NEW YORK (Legal Newsline) – New York Attorney General Eric Schneiderman announced a $7.8 million settlement on Friday with eAppraiseIT and its parent corporation, First American Corporation, for allegedly colluding with Washington Mutual to inflate the value of homes.
The settlement with CoreLogic Inc., a successor-in-interest to subsidiary eAppraiseIT, resolved allegations that the corporation was in violation of appraiser independence laws. Such laws are meant to regulate the conduct of real estate appraisers.
CoreLogic Inc. was formerly known as the First American Corporation and CoreLogic Valuation Services.

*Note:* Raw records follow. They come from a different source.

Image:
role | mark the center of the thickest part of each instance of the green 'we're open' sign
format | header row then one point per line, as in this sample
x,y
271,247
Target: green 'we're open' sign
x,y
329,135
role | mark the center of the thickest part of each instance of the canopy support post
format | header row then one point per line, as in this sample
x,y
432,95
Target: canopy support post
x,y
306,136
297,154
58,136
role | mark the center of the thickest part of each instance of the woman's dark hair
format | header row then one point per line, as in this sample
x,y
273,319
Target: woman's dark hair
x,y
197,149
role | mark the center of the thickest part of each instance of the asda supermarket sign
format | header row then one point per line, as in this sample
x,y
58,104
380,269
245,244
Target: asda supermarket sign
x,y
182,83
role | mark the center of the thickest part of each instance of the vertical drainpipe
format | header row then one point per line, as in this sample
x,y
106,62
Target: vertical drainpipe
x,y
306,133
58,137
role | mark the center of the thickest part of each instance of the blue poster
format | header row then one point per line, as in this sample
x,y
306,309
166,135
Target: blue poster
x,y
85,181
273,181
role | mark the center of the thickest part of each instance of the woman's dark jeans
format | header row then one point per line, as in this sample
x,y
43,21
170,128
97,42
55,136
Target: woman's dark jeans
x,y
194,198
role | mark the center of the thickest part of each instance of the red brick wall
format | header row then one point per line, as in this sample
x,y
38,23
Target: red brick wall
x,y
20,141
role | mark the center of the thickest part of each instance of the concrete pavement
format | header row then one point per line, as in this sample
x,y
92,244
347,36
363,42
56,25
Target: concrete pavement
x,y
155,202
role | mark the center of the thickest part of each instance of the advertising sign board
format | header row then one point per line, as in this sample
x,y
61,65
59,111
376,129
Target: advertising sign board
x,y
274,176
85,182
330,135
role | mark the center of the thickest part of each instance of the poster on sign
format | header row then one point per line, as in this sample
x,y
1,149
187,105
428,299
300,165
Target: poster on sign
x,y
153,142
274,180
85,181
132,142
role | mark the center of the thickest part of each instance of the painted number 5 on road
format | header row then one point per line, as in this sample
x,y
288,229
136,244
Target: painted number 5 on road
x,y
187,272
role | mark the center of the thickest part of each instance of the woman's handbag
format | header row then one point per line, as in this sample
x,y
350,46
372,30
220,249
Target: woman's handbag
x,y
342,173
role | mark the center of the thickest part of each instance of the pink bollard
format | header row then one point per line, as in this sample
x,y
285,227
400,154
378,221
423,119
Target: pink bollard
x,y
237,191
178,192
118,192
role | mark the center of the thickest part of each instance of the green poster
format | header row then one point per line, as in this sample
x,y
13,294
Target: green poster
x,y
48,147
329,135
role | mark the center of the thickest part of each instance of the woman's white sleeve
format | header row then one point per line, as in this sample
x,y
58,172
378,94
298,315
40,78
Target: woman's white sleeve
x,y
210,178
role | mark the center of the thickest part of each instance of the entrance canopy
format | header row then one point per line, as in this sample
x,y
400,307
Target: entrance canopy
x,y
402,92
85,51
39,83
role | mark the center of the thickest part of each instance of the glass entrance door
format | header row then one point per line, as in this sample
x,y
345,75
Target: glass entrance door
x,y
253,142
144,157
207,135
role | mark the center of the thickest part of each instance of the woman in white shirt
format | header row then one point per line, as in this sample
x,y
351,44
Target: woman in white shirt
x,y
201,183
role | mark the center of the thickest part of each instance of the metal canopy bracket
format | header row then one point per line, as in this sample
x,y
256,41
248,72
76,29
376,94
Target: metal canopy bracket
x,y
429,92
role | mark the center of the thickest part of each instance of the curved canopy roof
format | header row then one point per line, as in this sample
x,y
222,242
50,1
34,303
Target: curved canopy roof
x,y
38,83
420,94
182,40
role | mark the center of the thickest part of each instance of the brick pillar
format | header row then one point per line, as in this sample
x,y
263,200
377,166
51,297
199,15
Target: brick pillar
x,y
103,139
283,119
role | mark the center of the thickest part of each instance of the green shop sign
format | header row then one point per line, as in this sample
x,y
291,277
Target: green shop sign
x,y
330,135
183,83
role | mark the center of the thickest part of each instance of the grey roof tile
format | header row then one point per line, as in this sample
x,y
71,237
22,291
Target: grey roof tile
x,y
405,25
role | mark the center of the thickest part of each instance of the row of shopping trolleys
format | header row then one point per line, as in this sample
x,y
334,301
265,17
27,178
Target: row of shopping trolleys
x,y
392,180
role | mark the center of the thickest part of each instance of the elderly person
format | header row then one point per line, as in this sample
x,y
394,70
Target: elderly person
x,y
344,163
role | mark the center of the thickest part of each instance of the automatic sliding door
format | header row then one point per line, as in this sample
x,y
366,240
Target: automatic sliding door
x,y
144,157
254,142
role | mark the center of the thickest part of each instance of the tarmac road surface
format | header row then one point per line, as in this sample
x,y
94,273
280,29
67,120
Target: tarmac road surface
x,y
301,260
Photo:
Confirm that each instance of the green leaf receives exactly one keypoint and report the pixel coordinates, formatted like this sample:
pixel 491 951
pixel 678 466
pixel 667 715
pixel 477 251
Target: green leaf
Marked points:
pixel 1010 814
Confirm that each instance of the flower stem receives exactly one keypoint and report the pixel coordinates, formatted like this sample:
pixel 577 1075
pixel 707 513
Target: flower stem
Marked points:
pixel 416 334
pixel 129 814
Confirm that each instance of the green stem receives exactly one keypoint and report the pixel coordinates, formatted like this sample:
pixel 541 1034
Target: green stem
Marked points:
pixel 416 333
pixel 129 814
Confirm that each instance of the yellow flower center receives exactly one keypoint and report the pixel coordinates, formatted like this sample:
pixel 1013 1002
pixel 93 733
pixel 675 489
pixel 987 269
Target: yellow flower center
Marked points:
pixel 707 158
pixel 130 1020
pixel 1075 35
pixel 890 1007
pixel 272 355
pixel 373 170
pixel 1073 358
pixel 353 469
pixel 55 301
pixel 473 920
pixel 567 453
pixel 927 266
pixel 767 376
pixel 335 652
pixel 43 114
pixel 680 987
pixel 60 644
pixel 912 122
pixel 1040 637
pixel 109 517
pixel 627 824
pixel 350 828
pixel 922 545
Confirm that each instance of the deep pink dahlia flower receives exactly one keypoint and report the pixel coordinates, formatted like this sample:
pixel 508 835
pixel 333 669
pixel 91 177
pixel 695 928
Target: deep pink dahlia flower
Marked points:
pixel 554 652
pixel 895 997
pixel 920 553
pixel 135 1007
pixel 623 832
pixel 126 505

“Coercion of appraisers to inflate home values and the erosion of appraisal independence directly contributed to the housing crisis,” Schneiderman said. “By giving in to lender pressure, these corporations violated a principle that is vital to restoring and maintaining a healthy housing market.”
Schneiderman’s office initially filed a complaint against First American and eAppraiseIT, a company that performed more than 260,000 appraisals nationally for Washington Mutual Inc. WaMu allegedly pressured eAppraiseIT to let WaMu’s loan officers select property appraisers for mortgages it originated, in violation of federal law, state law and the Uniform Standards of Professional Appraisal Practice.
The practice resulted in inflated property valuations that allowed WaMu to originate more mortgages than would have been possible if appraisals were performed by completely independent appraisers, Schneiderman says.
Between early 2006 and late 2007, eAppraiseIT conducted approximately 10,000 appraisals for WaMu in the state of New York.
First American tried to have the case dismissed, arguing that New York’s action was preempted by federal law, a claim that the New York Court of Appeals rejected. The court found that federal law did not preempt Schneiderman’s claims for deceptive and fraudulent appraisal practices. First American’s petition to have the U.S. Supreme Court hear the case was denied.
In June, the case proceeded to trial in New York Supreme Court.
Under the terms of the settlement, the defendants must pay $4 million in civil penalties and $3.8 million in fees, costs and disbursements incurred during the protracted litigation. Additionally, the defendants, who no longer work in the appraisal industry, agreed to comply with applicable state and federal appraisal laws if they later rejoin the appraisal business in the future.